Prior Background of Political views:
  • Tryst with Nehrus, Gandhis and India's farmers: In my Teens, I had extensively read up on Gandhi, Patel, Nehru and other founding fathers. As a kid, I had an opportunity to interact with farmers, politicians and executives due to my father's role as a Managing Director in a large Milk Cooperative.
  • First slice of Congress Vs BJP: I was naturally inclined to Congress party having known its historic contribution and ideological proclivity to secularism and democracy. This was more apparent in the backdrop of Advani's deliberate extremist position to galvanize Hindu vote bank. 
  • Moderate voice within extremist party: I found myself modestly accepting BJP's Vajpayee government as it served as a good democratic counterpart to balance the Congress party which could otherwise become smug in its invincibility.
  • Sonia Gandhi and her Public Policy: Subsequently, my engagement became more intense and consistent with all strata of Indian society and appreciated Congress's first term (2004-09) for its efforts to spread economic benefits of a global, liberal economy to wider sections of Indian society and mitigate the divide. 
  • Successful Policy Vs Poor Governance: Over the course of the second term, as I formed my independent views on each policy, I found Congress increasing fall short on governance, communication and connect with the aspirations of New India. Unabashed arrogance of ministers like Kapil Sibal, Salman Khurshid and Chidambaram was the last nail in the coffin.
  • Alternative Paradigm and Future of India: As I rummaged for alternatives, I warmed up to a possible Non-Congress government sans Hindutva-focused ideology. Figures likes Shivraj Chauhan (BJP) and Nitish Kumar (Third Front) represented those feelings. 

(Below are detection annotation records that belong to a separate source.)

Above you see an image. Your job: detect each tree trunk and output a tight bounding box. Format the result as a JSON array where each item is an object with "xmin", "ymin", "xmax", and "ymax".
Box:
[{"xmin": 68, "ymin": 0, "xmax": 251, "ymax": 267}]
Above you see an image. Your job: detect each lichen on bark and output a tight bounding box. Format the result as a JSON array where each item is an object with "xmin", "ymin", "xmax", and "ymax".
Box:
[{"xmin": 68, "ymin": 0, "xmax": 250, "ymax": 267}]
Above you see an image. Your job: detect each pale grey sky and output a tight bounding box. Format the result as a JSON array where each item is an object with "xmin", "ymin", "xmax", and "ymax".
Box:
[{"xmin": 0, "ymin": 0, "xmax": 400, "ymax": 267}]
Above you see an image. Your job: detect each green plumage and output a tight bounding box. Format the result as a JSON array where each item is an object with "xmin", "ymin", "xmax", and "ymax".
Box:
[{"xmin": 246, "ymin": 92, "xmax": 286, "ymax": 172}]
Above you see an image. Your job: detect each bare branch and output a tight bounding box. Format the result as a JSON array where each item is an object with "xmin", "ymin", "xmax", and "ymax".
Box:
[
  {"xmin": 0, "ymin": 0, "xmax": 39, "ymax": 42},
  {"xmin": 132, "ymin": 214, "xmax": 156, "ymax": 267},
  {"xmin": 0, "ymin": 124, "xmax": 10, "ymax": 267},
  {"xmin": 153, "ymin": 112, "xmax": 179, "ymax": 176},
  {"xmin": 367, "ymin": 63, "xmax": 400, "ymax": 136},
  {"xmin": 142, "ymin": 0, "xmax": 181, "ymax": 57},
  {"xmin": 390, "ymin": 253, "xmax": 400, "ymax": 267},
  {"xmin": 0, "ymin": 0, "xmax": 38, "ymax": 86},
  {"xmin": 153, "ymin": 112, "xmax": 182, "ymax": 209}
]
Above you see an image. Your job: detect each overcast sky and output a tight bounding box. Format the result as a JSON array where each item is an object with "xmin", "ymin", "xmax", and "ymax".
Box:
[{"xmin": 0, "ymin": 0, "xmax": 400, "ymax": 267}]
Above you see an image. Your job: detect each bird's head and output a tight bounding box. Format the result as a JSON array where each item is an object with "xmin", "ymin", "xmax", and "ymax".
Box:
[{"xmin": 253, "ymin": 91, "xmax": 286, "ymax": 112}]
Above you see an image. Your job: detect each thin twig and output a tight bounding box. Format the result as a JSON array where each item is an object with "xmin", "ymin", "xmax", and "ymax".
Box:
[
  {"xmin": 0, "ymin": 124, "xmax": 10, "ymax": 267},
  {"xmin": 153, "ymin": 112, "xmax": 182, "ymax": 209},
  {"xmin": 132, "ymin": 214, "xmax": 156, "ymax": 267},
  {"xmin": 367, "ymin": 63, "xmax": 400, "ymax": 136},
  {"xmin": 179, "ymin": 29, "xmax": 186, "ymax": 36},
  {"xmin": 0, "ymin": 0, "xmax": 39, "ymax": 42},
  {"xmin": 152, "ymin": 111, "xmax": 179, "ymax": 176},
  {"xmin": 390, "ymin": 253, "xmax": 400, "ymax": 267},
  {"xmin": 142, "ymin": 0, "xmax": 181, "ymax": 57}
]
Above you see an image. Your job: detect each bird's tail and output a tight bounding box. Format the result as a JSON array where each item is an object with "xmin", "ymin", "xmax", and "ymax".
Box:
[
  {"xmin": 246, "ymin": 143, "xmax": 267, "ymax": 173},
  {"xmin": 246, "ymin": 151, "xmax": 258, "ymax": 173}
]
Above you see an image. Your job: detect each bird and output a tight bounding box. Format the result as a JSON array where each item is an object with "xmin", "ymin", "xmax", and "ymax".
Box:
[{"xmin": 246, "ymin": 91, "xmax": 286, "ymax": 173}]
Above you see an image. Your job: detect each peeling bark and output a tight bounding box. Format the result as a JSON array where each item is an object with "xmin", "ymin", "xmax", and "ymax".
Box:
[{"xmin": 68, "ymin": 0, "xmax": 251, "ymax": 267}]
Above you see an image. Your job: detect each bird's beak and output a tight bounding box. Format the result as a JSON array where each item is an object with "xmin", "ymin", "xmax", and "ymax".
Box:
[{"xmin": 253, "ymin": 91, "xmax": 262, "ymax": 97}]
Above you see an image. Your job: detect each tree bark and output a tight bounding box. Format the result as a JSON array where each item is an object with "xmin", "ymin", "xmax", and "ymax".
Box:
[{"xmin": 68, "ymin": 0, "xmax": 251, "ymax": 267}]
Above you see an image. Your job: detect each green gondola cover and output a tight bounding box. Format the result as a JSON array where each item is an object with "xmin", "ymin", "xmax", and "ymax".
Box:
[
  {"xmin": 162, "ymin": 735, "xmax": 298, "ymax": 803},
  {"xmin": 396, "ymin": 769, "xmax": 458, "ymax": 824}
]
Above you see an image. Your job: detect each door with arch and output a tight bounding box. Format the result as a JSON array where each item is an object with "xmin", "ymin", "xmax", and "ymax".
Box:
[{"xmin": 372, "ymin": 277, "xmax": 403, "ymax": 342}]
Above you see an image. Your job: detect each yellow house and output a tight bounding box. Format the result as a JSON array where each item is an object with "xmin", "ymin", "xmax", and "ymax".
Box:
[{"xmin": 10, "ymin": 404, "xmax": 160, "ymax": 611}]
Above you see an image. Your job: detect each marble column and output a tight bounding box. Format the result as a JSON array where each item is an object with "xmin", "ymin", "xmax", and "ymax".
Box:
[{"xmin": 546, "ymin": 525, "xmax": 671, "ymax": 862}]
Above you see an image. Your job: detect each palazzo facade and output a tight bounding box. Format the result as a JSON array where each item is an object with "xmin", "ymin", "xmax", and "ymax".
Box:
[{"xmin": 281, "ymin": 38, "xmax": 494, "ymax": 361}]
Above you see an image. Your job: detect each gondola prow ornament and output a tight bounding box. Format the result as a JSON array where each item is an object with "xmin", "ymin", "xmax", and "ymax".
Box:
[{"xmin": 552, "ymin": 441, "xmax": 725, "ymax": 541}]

  • Emergence of AAP: AAP emerged as an alternative to Non-Congress Non-BJP government. Although I generally support Anti-Corruption movement, I hold reservations about the specifics of IAC's Jan Lokpal Bill draft. Having said that, AAP has single handedly changed the political landscape in India and brought hitherto brushed-under-the-carpet issues right into our living rooms. When was the last time we discussed Gas Pricing by the way? For this courage and other dashing moves, I am willing to bet on them and wait a little longer to prove their governance and feasibility.